This section is borrowed from Wikipedia:

A pangram (Greek: παν γράμμα, pan gramma, "every letter") or holoalphabetic sentence for a given alphabet is a sentence using every letter of the alphabet at least once. Pangrams have been used to display typefaces, test equipment, and develop skills in handwriting, calligraphy, and keyboarding.

The best known English pangram is "The quick brown fox jumps over the lazy dog." It has been used since at least the late 19th century, was utilized by Western Union to test Telex / TWX data communication equipment for accuracy and reliability, and is now used by a number of computer programs (most notably the font viewer built into Microsoft Windows) to display computer fonts.

An example in another language is the German Victor jagt zwölf Boxkämpfer quer über den großen Sylter Deich, containing all letters used in German, including every umlaut (ä, ö, ü) plus the ß. It has been used since before 1800.

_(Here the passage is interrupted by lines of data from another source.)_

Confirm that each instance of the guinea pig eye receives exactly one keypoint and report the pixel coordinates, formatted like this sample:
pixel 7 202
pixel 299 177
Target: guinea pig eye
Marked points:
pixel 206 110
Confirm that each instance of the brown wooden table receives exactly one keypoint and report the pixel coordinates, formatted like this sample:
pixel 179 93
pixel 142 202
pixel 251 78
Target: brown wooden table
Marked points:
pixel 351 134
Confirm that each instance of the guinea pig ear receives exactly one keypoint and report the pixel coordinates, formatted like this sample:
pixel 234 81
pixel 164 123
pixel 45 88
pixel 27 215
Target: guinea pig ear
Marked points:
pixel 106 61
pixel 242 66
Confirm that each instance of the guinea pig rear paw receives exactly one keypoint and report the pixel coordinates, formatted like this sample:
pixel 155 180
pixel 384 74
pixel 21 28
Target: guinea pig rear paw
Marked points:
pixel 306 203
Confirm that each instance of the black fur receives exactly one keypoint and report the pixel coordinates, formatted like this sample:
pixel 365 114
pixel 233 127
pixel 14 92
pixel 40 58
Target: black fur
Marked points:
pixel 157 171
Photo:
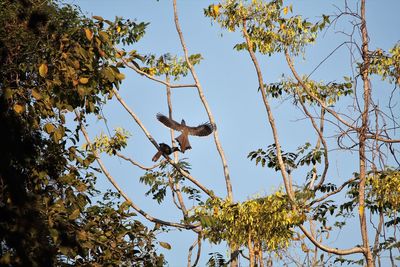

Short pangrams in English are more difficult to come up with and tend to use uncommon words, because the English language uses some letters (especially vowels) much more frequently than others. Longer pangrams may afford more opportunity for humor, cleverness, or thoughtfulness. A perfect pangram contains every letter of the alphabet only once and can be considered an anagram of the alphabet; it is the shortest possible pangram. An example is the phrase "Cwm fjord bank glyphs vext quiz" (cwm, a loan word from Welsh, means a steep-sided valley, particularly in Wales).